« Syriza, c’est la sortie de l’euro, la fin de l’aide financière et le chaos », voilà en substance ce qu’a voulu faire croire la Troïka – le FMI, la BCE et Bruxelles – pour décourager les électeurs grecs de voter Syriza. Eh bien, son chantage n’a pas marché. Le peuple grec ne s’est pas laissé impressionner. En votant massivement pour la gauche radicale, il a rejeté l’austérité et les sacrifices, il peut en être fier !
Depuis 2009, les Grecs ont vu leurs conditions de vie s’effondrer. Le chômage a triplé, les salaires et les pensions ont été diminués de 10, 20, 30 %. Des milliers de commerces ont fermé, le système de santé a été largement démantelé, des milliers de fonctionnaires ont été licenciés.
Sauf les quelques centaines de familles liées aux armateurs et au grand capital de la distribution et du bâtiment, toute la population a été frappée. Ingénieurs, cadres, ouvriers, fonctionnaires, tous ont subi les licenciements, les retards et les amputations de salaire. Incapables de faire face aux dépenses quotidiennes, leur vie a été bouleversée.
Des familles se sont habituées à vivre sans électricité, d’autres à se soigner auprès des associations humanitaires et certaines à se nourrir de soupes populaires. Les plans dits de « sauvetage » ont accordé aux banquiers les garanties qu’ils voulaient, mais la Grèce, elle, a été transformée en pays du tiers-monde.
Après cinq ans de descente aux enfers, la population ne se résigne pas aux sacrifices. C’est une leçon pour nous tous et un gage d’avenir.
Aujourd’hui, ses espoirs se tournent vers Syriza et son leader Tsipras. Mais suffit-il de faire confiance à ceux qui se hissent au pouvoir en promettant monts et merveilles ? Sûrement pas !
Combien de fois dans le passé, avons-nous déjà mis nos espoirs dans de beaux parleurs ? Le résultat est la démoralisation, la dépolitisation et le succès actuel des démagogues d’extrême-droite dans les classes populaires.
En Grèce, les travailleurs en ont aussi fait l’amère expérience. En 2009, Papandreou, dirigeant du Parti socialiste, avait promis de « rompre avec la dictature des marchés financiers ». Une fois au pouvoir, il a veillé à ce que les banquiers soient payés en temps et en heure quoi que cela en coûte aux travailleurs.
L’histoire ne se répète pas à l’identique, mais il faut se préserver des erreurs passées. Ce n’est pas d’espoir dont les travailleurs ont besoin mais de conscience.

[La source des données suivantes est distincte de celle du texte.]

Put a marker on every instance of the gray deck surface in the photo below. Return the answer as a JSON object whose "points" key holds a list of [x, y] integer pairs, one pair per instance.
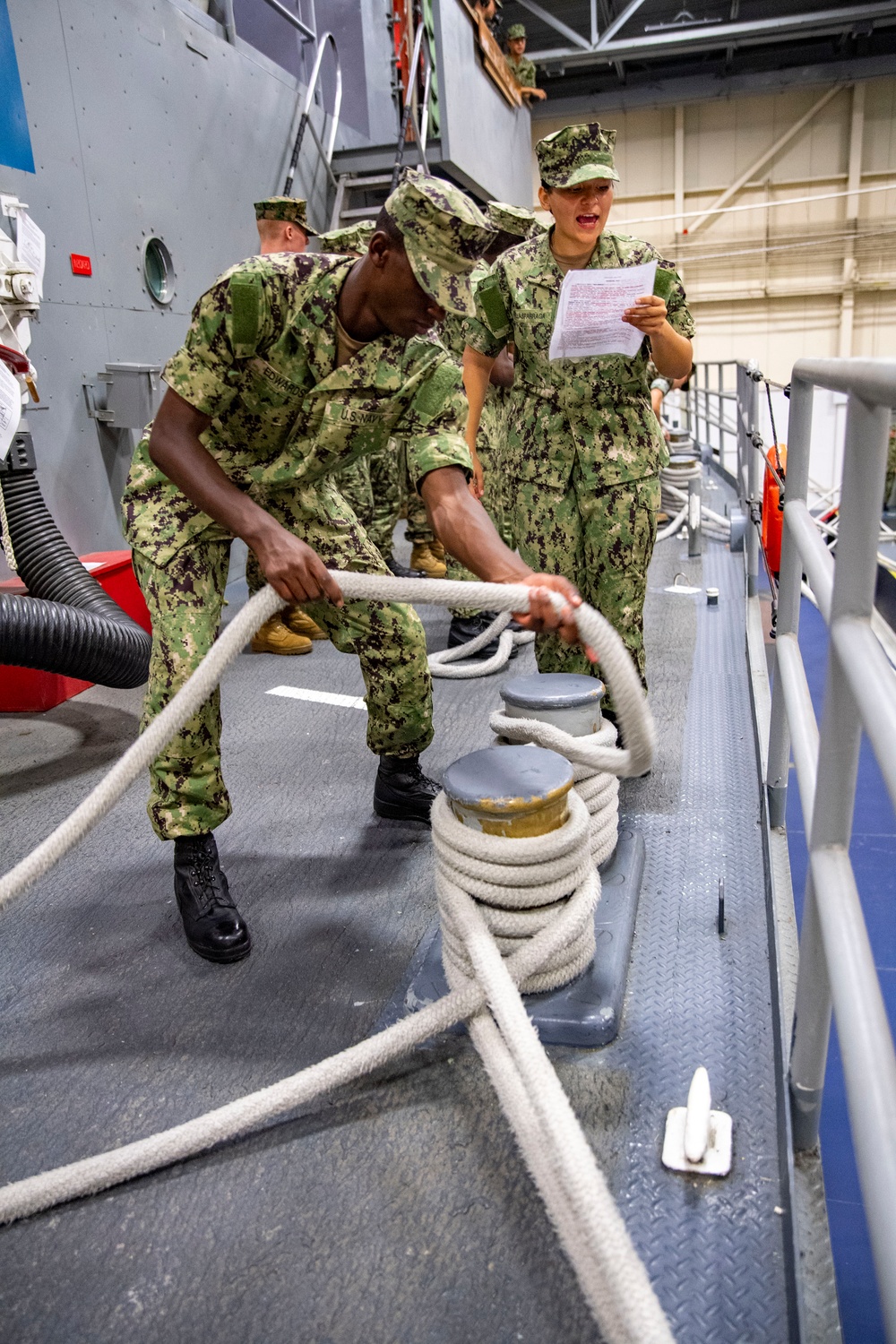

Tsipras a promis qu’il fera payer davantage les plus riches, y compris les armateurs et l’Église orthodoxe. Il a aussi promis de renégocier les termes de la dette auprès de la Troïka. À l’heure où tout le monde convient que cette dette ne pourra jamais être payée et que les cures d’austérité ont fait plus de mal que de bien, il obtiendra peut-être des créanciers qu’ils desserrent leur étau. Et avec une dizaine de milliards, il atténuera peut-être les souffrances des plus démunis.
Mais ce n’est pas ce qui sortira les Grecs de la misère et du chômage. Pas plus en Grèce qu’ailleurs, on ne peut créer des emplois et augmenter les salaires et les pensions sans remettre en cause les profits des capitalistes. Pour garantir des services publics de santé et d’éducation dignes, il faut faire payer les plus riches.
Il ne peut pas y avoir de miracle. On ne mettra pas fin à l’austérité sans en extirper ses racines : l’exploitation, le profit et le pouvoir des capitalistes. Et se fixer pour seul objectif de combattre les abus de certains capitalistes corrompus et voyous, comme le fait Syriza, c’est se vouer à l’impuissance.
Pour retrouver des conditions de vie dignes du 21ème siècle, il faut mener une lutte sans merci contre le pouvoir de la bourgeoisie et des financiers. Pour être victorieuse, cette lutte doit s’appuyer sur la force collective des travailleurs et sur leur action consciente car ils sont les seuls à pouvoir réorganiser la société en fonction des intérêts du plus grand nombre.
Ce n’est pas l’objectif de Syriza, mais ce doit être celui des travailleurs grecs. Ceux-ci n’ont d’ailleurs pas attendu les élections pour mettre en avant leurs exigences. Ils ont montré à maintes reprises leur combativité et leur détermination à se battre pour leurs conditions d’existence. Alors, tout ce que l’on peut leur souhaiter, c’est qu’ils continuent.
Si les élections permettent d’exprimer une opinion, elles ne permettent pas de changer le rapport de force avec les capitalistes. Pour cela, les seules armes des travailleurs grecs comme belges sont celles de la lutte de classe, les mobilisations et les grèves. C’est de là, et non de Syriza, que peut venir le salut.